My inner voice (that has become so loud during menopause) was telling me that my relationship with alcohol had to change. That glass of wine while prepping dinner was a habit that I needed to break. The Saturday night cocktails with friends had to be cut down. One or two? Yes. Four or five? Forget it! And so after speaking to my husband (who reluctantly admitted to me that he was 'a bit over’ me getting so sloshed so quickly, and also was ‘a bit sick of’ my post-alcohol mood swings), I decided to do Dry January.
I also felt that I had to try Dry January for my kids. While certainly not an alcoholic, I felt that I was definitely using drink as an emotional support and a way to escape daily stress, and this was something that they had begun to notice. “Are you not driving tonight mum?” was a roundabout way of them asking if I was planning to have a drink instead. And I heard them saying “Mummy is hungover!” one too many times too. The guilt had set in. The anxiety was worse. I had to do something.
I have tried Dry January before, but the difference this year was that I wasn't starting it under any duress. This time, I was looking forward to seeing how my mood and energy levels would change. How it would positively affect my family and work life. I approached it with the knowledge that alcohol and menopause really don’t mix well - and being armed with that, made the prospect easier to face and it made me more determined to do it.
It was apparent in the first few days of being alcohol-free that it was going to be a game-changer for my mood and health - mentally and physically. I was waking up with a spring in my step. My skin was glowing. I began working out more. I was making healthier food choices. Sleep was way better. My focus was pin sharp. My family life was better. My work was reaping the rewards from my hungover-free brain.
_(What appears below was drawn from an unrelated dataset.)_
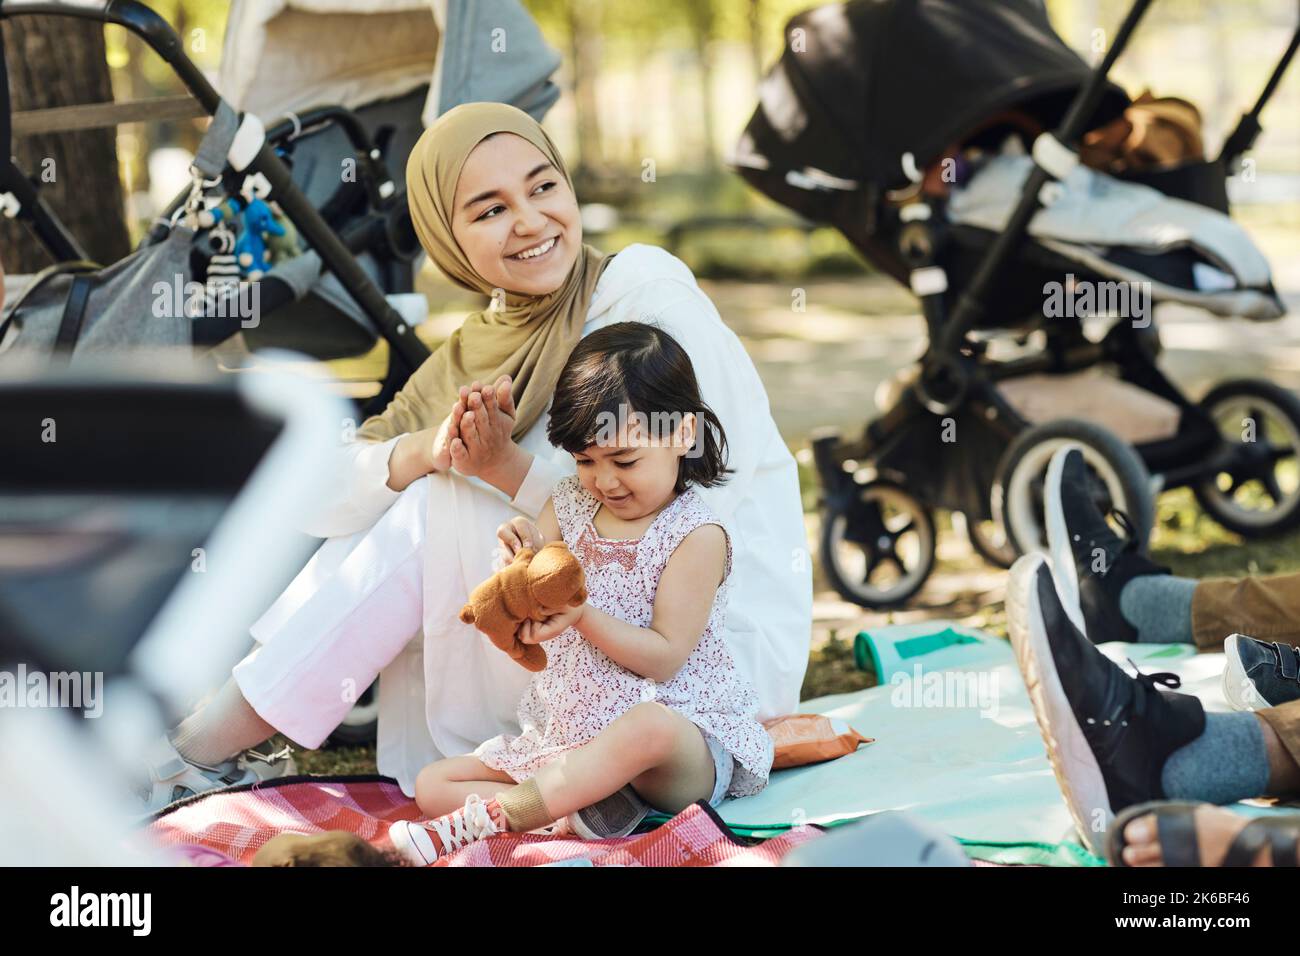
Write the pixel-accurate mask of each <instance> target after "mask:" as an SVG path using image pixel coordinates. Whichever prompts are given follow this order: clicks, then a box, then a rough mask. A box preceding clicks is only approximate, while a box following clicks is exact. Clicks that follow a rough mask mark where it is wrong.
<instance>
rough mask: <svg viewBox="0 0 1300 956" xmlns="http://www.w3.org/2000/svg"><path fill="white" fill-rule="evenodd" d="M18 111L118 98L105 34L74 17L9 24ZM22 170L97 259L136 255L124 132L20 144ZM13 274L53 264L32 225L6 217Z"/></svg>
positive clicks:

And after a couple of weeks into Dry January, my mindset towards drinking began to shift. I was witnessing first-hand that being alcohol free was making my life so much easier. So much more joyous and rewarding. I was more productive. More present. Happier!
Alcohol-free me was thriving. And in the whole month of January I achieved more things than I could have done if I’d been stuck in a margarita-fuelled rut. I launched a podcast. I got a personal best on the running machine and the treadmill at the gym. I was spending more quality time with my boys. I was eating healthier. And I started caring for myself more. I realised that alcohol had really become a barrier for me to thrive. Before I saw it as something that I thought was helping me, but it wasn't.
I’ll admit, I annoyingly did break my sobriety before the end of Jan. Me and my family had been invited to a friend's apartment for lunch and I went with no intention to drink. I even took a bottle of alcohol-free fizz with me (Noughty Sparkly Rose - literally my fav AF drink). But when we arrived, the host presented us with a premixed Aperol Spritz punch which looked delicious. I drank it so slowly and I did enjoy it. But I followed with a few glasses of water (something I would have never done before) so I hardly felt the effects.
So what now? I’m into the first week of Feb and I’m definitely drinking less. Last week, I went out for dinner with friends, and chose a mocktail to start the evening off. Yes, I proceeded to have a glass of red with dinner, but it was just the one, and while I enjoyed it, I didn’t want another because I knew how bad it would make me feel the next day.
Dry January has definitely helped me to reset my attitude towards drinking and I really believe menopause has driven me to get there.